6. Why was my application to be a firefighter rejected when I already work on-call (retained)?
The application process for a wholetime role relies on how well you provide evidence of your suitability for the job. If you have to complete an application form you have to describe your personal skills, in relation to your experience, in a clear and compelling way. Not everyone is very good at getting across in writing what they are capable of. Some FRS are now using online ability tests instead of an application form as the first stage. This might suit you better if you haven’t been successful with an application form.
5. Why can’t performance at the ADC (assessment and development centre) be video recorded?
Mainly due to lack of facilities. It could also lead to a massive strain on resources if everyone who was unhappy with a result asked to review the video of the session. Comprehensive note-taking is the next best option (it’s a lot quicker to review verbatim notes than re-watch a 20-minute roleplay).
4. What has an airport got to do with my ability to become a crew manager?
In the past, assessments such as roleplays or in-basket exercises were mainly set in a fictitious context, as this was felt to be fairer to everyone i.e. all candidates entered on a level playing field (none of them knowing what it was all about!) One of the first contexts used was set in an airport, with the candidate having to take the role of an airport manager.

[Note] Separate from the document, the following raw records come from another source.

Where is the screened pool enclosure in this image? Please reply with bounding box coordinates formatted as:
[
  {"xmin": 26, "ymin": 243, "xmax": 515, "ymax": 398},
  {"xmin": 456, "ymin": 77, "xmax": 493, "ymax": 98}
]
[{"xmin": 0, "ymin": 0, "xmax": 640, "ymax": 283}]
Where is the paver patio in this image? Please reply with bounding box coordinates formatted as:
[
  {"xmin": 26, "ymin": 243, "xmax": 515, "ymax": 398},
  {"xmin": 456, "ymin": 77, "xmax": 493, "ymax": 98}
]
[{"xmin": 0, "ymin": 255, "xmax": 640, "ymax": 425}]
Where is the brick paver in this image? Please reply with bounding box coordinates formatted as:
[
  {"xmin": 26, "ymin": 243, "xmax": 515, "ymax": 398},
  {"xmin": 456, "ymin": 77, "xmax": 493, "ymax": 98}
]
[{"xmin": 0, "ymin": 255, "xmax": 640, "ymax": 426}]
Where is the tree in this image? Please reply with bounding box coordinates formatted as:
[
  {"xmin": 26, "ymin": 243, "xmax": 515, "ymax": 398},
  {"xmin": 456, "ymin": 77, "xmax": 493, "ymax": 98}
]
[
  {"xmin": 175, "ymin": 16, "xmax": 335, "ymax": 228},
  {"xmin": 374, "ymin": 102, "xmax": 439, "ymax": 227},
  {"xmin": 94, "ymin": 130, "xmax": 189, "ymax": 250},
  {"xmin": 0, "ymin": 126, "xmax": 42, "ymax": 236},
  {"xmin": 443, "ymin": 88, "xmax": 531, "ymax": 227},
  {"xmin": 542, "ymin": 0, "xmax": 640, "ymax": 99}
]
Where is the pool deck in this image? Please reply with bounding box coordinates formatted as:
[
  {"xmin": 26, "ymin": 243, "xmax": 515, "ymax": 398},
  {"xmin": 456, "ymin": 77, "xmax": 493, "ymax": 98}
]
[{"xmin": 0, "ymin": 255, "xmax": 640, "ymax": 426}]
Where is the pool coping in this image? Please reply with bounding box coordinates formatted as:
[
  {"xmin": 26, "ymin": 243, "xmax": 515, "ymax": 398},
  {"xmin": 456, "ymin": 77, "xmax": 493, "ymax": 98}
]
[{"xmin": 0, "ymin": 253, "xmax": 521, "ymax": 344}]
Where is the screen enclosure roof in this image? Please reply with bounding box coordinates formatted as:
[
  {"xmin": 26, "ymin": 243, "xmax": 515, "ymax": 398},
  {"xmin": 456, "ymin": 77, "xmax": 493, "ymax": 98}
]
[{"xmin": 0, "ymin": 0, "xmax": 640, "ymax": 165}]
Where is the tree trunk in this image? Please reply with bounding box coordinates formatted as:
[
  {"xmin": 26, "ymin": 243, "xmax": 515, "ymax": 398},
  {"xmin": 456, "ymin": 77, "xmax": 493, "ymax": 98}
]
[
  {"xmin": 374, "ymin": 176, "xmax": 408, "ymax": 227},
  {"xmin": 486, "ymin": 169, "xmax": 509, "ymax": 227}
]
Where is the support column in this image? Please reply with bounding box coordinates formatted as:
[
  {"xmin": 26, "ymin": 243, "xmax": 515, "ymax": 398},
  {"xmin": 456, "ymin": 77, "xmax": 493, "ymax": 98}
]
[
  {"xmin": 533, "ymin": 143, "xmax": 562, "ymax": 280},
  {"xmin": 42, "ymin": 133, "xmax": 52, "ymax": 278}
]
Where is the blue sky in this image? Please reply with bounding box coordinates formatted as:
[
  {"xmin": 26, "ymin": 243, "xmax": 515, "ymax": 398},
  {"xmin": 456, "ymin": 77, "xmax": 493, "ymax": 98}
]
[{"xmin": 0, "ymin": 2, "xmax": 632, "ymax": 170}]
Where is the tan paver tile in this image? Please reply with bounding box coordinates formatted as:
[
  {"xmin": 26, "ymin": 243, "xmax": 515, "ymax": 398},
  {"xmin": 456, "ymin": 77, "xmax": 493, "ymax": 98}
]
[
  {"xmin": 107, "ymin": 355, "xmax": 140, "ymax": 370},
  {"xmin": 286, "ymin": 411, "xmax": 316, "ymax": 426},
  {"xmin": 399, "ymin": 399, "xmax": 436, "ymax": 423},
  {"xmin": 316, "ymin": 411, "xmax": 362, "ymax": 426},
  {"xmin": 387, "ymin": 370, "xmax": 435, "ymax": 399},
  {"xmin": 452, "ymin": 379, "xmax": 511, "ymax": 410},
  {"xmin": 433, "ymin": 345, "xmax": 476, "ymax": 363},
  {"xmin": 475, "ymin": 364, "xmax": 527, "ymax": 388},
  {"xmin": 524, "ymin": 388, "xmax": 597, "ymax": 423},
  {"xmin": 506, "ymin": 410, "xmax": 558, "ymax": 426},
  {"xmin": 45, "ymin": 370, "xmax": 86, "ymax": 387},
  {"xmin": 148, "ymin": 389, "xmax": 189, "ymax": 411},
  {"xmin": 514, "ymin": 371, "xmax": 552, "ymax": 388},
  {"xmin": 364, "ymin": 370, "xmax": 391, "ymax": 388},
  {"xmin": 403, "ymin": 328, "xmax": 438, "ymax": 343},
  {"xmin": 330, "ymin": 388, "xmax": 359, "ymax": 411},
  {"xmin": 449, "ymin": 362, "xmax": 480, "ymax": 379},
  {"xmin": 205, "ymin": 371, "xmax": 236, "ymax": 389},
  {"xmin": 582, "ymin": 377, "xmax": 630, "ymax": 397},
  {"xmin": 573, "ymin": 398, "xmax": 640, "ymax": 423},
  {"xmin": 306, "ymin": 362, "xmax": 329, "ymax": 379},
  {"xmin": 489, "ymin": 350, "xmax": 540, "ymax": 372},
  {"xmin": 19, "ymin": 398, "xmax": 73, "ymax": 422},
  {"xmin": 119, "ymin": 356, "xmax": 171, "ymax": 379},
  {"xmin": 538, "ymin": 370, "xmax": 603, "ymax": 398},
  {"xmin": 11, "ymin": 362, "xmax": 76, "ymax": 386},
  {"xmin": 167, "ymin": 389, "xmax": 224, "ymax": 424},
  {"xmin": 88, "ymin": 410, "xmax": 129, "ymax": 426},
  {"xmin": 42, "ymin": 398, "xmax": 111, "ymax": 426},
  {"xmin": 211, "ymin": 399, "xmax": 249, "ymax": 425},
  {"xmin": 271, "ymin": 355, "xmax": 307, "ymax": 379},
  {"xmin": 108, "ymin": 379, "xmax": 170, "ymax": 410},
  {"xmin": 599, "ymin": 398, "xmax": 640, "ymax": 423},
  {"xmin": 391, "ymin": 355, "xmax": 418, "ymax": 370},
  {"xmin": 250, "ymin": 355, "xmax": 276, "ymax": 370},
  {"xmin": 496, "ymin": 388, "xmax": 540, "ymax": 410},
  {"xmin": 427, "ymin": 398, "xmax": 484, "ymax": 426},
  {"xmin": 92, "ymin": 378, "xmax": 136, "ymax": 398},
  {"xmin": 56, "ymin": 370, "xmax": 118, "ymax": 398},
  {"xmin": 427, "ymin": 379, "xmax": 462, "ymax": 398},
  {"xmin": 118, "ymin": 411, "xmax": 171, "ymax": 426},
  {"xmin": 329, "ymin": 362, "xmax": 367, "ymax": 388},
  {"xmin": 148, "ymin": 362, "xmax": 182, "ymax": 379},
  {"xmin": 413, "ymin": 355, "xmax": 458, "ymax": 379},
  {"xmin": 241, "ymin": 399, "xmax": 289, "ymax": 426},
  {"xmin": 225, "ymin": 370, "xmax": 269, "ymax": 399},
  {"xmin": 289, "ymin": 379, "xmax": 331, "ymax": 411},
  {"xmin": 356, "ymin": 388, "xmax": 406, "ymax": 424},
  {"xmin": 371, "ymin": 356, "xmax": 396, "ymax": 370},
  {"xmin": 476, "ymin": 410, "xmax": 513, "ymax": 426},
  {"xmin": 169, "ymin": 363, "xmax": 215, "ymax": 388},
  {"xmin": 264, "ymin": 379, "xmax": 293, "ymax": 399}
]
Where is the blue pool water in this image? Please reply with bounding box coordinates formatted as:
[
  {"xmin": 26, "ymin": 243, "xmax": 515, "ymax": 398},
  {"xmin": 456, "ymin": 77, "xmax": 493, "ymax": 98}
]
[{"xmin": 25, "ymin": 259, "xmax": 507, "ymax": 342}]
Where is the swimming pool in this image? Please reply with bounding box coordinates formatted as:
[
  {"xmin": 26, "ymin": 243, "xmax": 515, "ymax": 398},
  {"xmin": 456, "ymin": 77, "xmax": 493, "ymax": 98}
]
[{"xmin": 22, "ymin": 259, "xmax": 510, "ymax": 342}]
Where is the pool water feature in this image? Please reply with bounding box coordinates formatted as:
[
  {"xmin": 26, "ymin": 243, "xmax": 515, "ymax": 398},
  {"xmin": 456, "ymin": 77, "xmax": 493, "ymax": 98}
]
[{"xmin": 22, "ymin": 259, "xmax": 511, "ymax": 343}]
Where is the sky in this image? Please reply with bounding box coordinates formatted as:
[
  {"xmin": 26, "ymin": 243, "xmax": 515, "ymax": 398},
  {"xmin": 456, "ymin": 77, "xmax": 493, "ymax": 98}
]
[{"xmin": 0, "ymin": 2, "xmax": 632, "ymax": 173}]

It wasn’t that popular. Now, FRS which use these types of exercises tend to use FRS context scenarios. Its still fictitious, and the exercise writers can still make sure the exercise are fair to all. But they tend to be better received as the situation in familiar and tasks make more sense.
3. Why isn’t my line manager’s recommendation good enough when it comes to promotion?

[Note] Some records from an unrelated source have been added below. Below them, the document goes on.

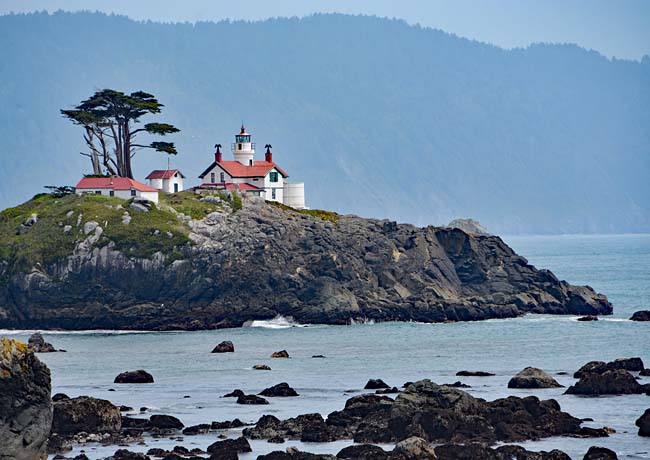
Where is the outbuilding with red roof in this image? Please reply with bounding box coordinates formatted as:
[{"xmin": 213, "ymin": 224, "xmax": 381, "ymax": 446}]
[
  {"xmin": 146, "ymin": 169, "xmax": 185, "ymax": 193},
  {"xmin": 75, "ymin": 176, "xmax": 158, "ymax": 203}
]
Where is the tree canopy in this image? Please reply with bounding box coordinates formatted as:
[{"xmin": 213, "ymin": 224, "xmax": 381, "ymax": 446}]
[{"xmin": 61, "ymin": 89, "xmax": 180, "ymax": 178}]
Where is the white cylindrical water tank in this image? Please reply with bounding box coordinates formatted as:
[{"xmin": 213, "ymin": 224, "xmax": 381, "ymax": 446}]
[{"xmin": 283, "ymin": 182, "xmax": 305, "ymax": 209}]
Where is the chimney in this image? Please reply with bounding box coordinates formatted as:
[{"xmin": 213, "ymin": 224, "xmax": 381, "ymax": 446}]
[{"xmin": 264, "ymin": 144, "xmax": 273, "ymax": 163}]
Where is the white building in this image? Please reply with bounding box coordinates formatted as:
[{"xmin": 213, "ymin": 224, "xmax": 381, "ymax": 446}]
[
  {"xmin": 146, "ymin": 169, "xmax": 185, "ymax": 193},
  {"xmin": 76, "ymin": 177, "xmax": 158, "ymax": 203},
  {"xmin": 199, "ymin": 125, "xmax": 305, "ymax": 209}
]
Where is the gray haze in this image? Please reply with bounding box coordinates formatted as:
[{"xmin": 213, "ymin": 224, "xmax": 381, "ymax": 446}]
[{"xmin": 0, "ymin": 0, "xmax": 650, "ymax": 59}]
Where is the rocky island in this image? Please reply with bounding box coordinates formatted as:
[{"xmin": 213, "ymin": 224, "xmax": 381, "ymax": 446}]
[{"xmin": 0, "ymin": 191, "xmax": 612, "ymax": 330}]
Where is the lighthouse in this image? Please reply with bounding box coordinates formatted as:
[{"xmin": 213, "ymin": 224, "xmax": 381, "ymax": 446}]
[{"xmin": 232, "ymin": 123, "xmax": 255, "ymax": 166}]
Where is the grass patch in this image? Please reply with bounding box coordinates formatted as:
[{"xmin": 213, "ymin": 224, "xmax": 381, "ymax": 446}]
[
  {"xmin": 0, "ymin": 195, "xmax": 189, "ymax": 278},
  {"xmin": 267, "ymin": 201, "xmax": 340, "ymax": 224},
  {"xmin": 158, "ymin": 191, "xmax": 220, "ymax": 219}
]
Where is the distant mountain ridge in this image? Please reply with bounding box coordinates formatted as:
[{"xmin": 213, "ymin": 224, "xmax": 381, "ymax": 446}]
[{"xmin": 0, "ymin": 13, "xmax": 650, "ymax": 233}]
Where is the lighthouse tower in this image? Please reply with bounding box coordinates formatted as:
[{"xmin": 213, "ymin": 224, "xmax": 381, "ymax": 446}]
[{"xmin": 232, "ymin": 124, "xmax": 255, "ymax": 166}]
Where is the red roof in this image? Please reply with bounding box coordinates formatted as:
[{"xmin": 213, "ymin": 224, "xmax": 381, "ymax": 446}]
[
  {"xmin": 199, "ymin": 160, "xmax": 288, "ymax": 178},
  {"xmin": 76, "ymin": 177, "xmax": 158, "ymax": 192},
  {"xmin": 145, "ymin": 169, "xmax": 185, "ymax": 179}
]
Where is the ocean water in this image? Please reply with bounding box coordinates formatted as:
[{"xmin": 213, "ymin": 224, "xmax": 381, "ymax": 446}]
[{"xmin": 0, "ymin": 235, "xmax": 650, "ymax": 460}]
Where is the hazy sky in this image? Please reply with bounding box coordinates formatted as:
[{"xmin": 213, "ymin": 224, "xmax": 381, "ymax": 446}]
[{"xmin": 0, "ymin": 0, "xmax": 650, "ymax": 59}]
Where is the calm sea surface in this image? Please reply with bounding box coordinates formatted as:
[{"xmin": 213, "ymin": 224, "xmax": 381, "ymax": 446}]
[{"xmin": 1, "ymin": 235, "xmax": 650, "ymax": 459}]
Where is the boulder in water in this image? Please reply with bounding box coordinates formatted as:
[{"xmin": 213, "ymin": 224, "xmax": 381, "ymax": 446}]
[
  {"xmin": 582, "ymin": 446, "xmax": 618, "ymax": 460},
  {"xmin": 27, "ymin": 332, "xmax": 58, "ymax": 353},
  {"xmin": 237, "ymin": 395, "xmax": 269, "ymax": 405},
  {"xmin": 212, "ymin": 340, "xmax": 235, "ymax": 353},
  {"xmin": 0, "ymin": 338, "xmax": 52, "ymax": 460},
  {"xmin": 456, "ymin": 371, "xmax": 495, "ymax": 377},
  {"xmin": 565, "ymin": 369, "xmax": 646, "ymax": 395},
  {"xmin": 630, "ymin": 310, "xmax": 650, "ymax": 321},
  {"xmin": 508, "ymin": 367, "xmax": 563, "ymax": 388},
  {"xmin": 52, "ymin": 396, "xmax": 122, "ymax": 437},
  {"xmin": 149, "ymin": 414, "xmax": 185, "ymax": 430},
  {"xmin": 113, "ymin": 369, "xmax": 153, "ymax": 383},
  {"xmin": 207, "ymin": 436, "xmax": 253, "ymax": 458},
  {"xmin": 260, "ymin": 382, "xmax": 298, "ymax": 397},
  {"xmin": 636, "ymin": 409, "xmax": 650, "ymax": 436},
  {"xmin": 578, "ymin": 315, "xmax": 598, "ymax": 321},
  {"xmin": 363, "ymin": 379, "xmax": 390, "ymax": 390}
]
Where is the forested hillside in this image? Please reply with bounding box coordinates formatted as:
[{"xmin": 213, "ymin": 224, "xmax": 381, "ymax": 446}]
[{"xmin": 0, "ymin": 13, "xmax": 650, "ymax": 233}]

Not everyone gets on with their line manager. Not everyone’s line manager is that great themselves. Not all line managers have been trained in impartial and evidence-based appraisal techniques. It can be difficult to line managers to identify if the person in their Watch who is fantastic at their current job would be good at the next role up. Not everyone values the same sort of behaviours, so who was being recommended for promotion could vary considerably. For instance, one line manager might rate a highly authoritarian personal style whereas another would disagree. Standardised, scientific methods of assessment are more objective, consistent and fair.
2. What’s the point of the Personal skills and attributes (PQAs)/ competencies/ values
Most of us have horror stories about bosses who play favourites or discriminate unfairly; who are unclear or inconsistent in their communication or blame others for their mistakes; who belittle the team rather than support it or build its confidence; who refuse to give responsibility or who make their staff feel under-valued and unrecognised; whose emotions are unpredictable or their reasoning impractical. The impacts of these sorts of behaviours can be stress, absenteeism, poor morale, ineffective team functioning, a negative team culture… the list goes on. Good personal skills mean good managers, the sort of bosses we are happy to work with and who get the best out of us. The competencies/ PQAs/ Values are used to see how well candidates match up. If you demonstrate the skills listed in these frameworks, chances are you have a lot of the skills associated with a good manager.
1. How can competencies/ PQAs/ ‘soft’ skills be more important than operational capability?
There is no denying how important good operational skills are. But what is often overlooked is how important the personal skills are as well. It won’t matter how well you can apply your knowledge of procedures and technical skills at an incident if you have poor communication, team-working, confidence, attitudes or critical thinking. It’s the right mix of operational and personal skills which is crucial. Some assessments for promotion focus on the softer skills because by the time you are ready to apply for promotion you will likely have the correct level of technical capability. But how well you will be able to manage a team and lead complex situations may be less clear. That said, some FRS are now returning to a timed/ controlled operational assessment as part of the overall assessment process for promotion, to ensure nothing is overlooked.